Je ne fais pas pitié

Je suis une mère monoparentale saisonnière, et parfois, j’en ai plein les choux de me faire prendre en pitié.

– Qu’est-ce que ton chum fait dans la vie ?

– Il est marin[1].

– Heiiiin ! Faque, des fois, il part longtemps ?

– Oui, deux mois de travail pour un mois de congé, de mars à janvier.

– OH. MY. GOD. Pauvre toi, comment tu fais ? Hey t’es bonne, t’es COU-RA-GEUSE ! Moi là, j’pourrais pas, j’serais pas capable… Chapeau, quel courage !

Cette conversation, qui ne cache absolument aucune malice, je le sais bien, je dois la vivre et revivre au moins deux ou trois fois par semaine. Et à la longue, elle m’éreinte. Aussi gentille que soit l’intention, j’en comprends toujours que le sous‑texte est moins glorieux que le courage qu’on m’attribue. Que ma vie de conjointe de marin semble être un peu d’la marde à tes yeux, et que tu préférerais subir mille et une tortures médiévales plutôt que d’être dans les bobettes de la pauvre femme misérable à la vie de malheur que je suis. J’ai alors toujours l’impression d’être une Donalda nouveau genre, la Fantine des Misérables revisitée, ou encore une Loulou Lapierre, pour faire un clin d’œil aux Cowboys fringants, la fierté de ma ville natale.

 

Joyeux calvaire !

Sous un ciel en stuco

Entre les caisses de bière

Et les bébelles des flots.

Joyeux calvaire

Pour Loulou Lapierre

Qui aime autant se dire

Qu’au fond, la vie est pas si pire…

 

J’ai déjà entendu la comédienne Sophie Prégent exprimer son envie difficile à réprimer de corriger les gens qui la décrivent comme courageuse d’avoir un enfant autiste, alors que ce n’est pas une question de courage. C’est une question d’amour. Elle fait juste aimer son enfant, comme toutes les mères et faire ce qu’elle a à faire.

Bien sûr, ma comparaison entre Sophie et moi, aussi glamour soit-elle, paraîtra peut‑être boiteuse aux yeux de certains. J’enchaînerais donc en disant qu’on s’entend, je suis loin d’être la première femme de l’histoire de l’humanité à avoir un quotidien semblable. Ce n’est pas pour rien que tant de poèmes et de chansons ont construit et déconstruit l’inspirant et inspiré thème de l’amour à distance.

Georges Dor a dit…

 

Si tu savais comme on s’ennuie

À la Manic

Tu m’écrirais bien plus souvent

À la Manicouagan

Parfois je pense à toi si fort

Je recrée ton âme et ton corps

Je te regarde et m’émerveille

Je me prolonge en toi

Comme le fleuve dans la mer

Et la fleur dans l’abeille

 

Le poète français Alfred de Musset a écrit le très connu vers, en 1820, qu’« un seul être vous manque, et tout est dépeuplé ! »
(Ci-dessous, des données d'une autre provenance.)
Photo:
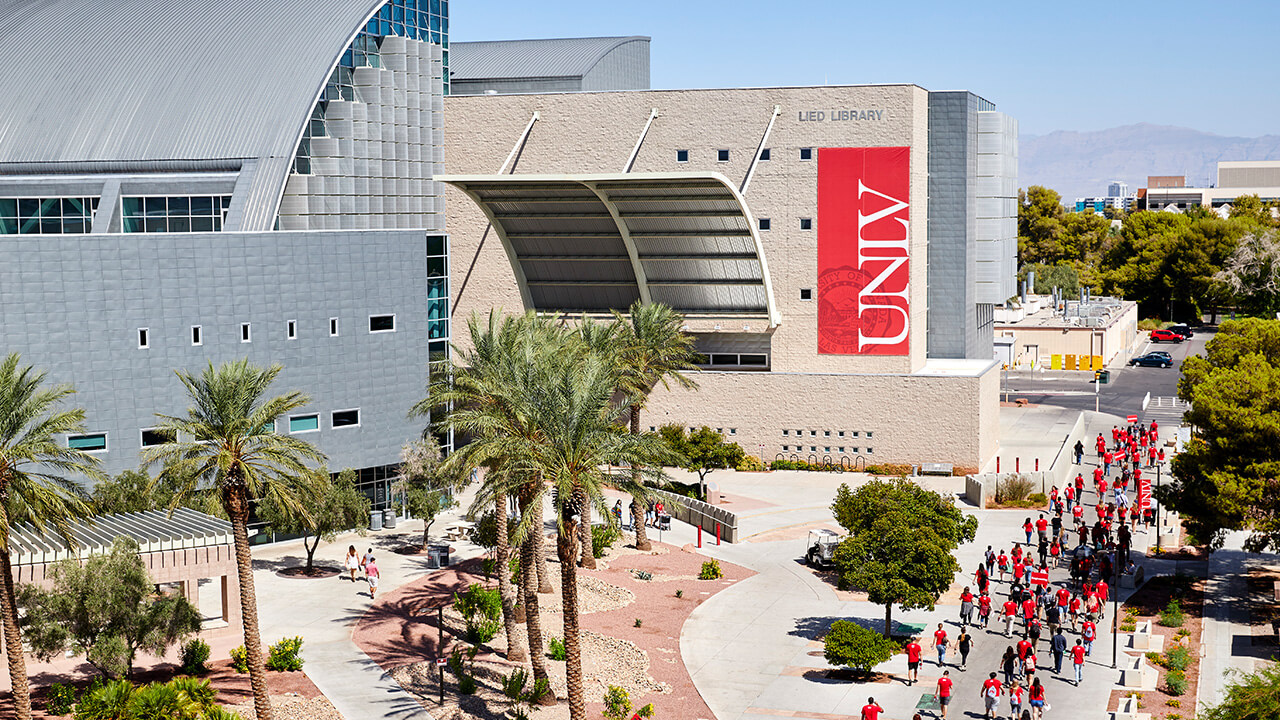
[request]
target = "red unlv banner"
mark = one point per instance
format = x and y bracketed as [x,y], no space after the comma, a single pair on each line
[863,250]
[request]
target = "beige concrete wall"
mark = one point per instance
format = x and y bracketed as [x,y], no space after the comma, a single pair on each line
[594,132]
[910,418]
Même Steve Tyler a chanté avec son groupe Aerosmith, pour le film Armageddon :

 

I don’t wanna close my eyeeeees

I don’t wanna faaaaall asleeeep

Cause I’d miss you, baby

And I don’t wanna miss a thiiiing.

’Cause even when I dream of you

The sweetest dream would never do

I’d still miss you, baby

And I don’t wanna miss a thing

 

Oui, des fois, c’est dur d’avoir à absolument tout gérer. C’est dur de me coucher seule sans la chaleur velue de mon homme la moitié de l’année. C’est dur de voir mes trois enfants trouver le temps long sans leur papa au fil des semaines d’absence qui s’écoulent.
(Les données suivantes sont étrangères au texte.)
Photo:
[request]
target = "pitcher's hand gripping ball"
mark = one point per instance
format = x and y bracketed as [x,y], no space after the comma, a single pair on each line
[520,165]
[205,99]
Mais c’est encore plus dur quand on nous fait sentir miséreux, alors que nous sommes loin de l’être. Nous sommes une petite famille ordinaire avec une dynamique un brin particulière qui exige un petit peu plus de travail et d’organisation de ma part en l’absence de mon chéri. Pas la mer à boire (pour rebondir sur le thème marin !)

Je n’ai pas besoin de pitié, de grande compassion, d’une pluie d’empathie inactive. J’ai besoin de dignité. Si tu es disponible et que tu as envie de m’aider l’espace d’un instant, j’aurais besoin que tu m’assistes au moment d’installer mes enfants dans la voiture, que tu m’aides à les habiller et à mettre leurs bottes quand je pars de chez toi, que tu viennes jouer avec mes fafouinettes le dimanche après-midi pendant que je fais l’épicerie de la semaine ou que je passe la mope dans la cuisine. J’ai besoin oui de soutien, mais pas de pitié. Des paires de bras proactives, et non des grands yeux esseulés.

[1] Attention, attention ! À ne pas confondre avec un marine tel que nommé en anglais. Il n’est pas soldat, il travaille dans la marine marchande.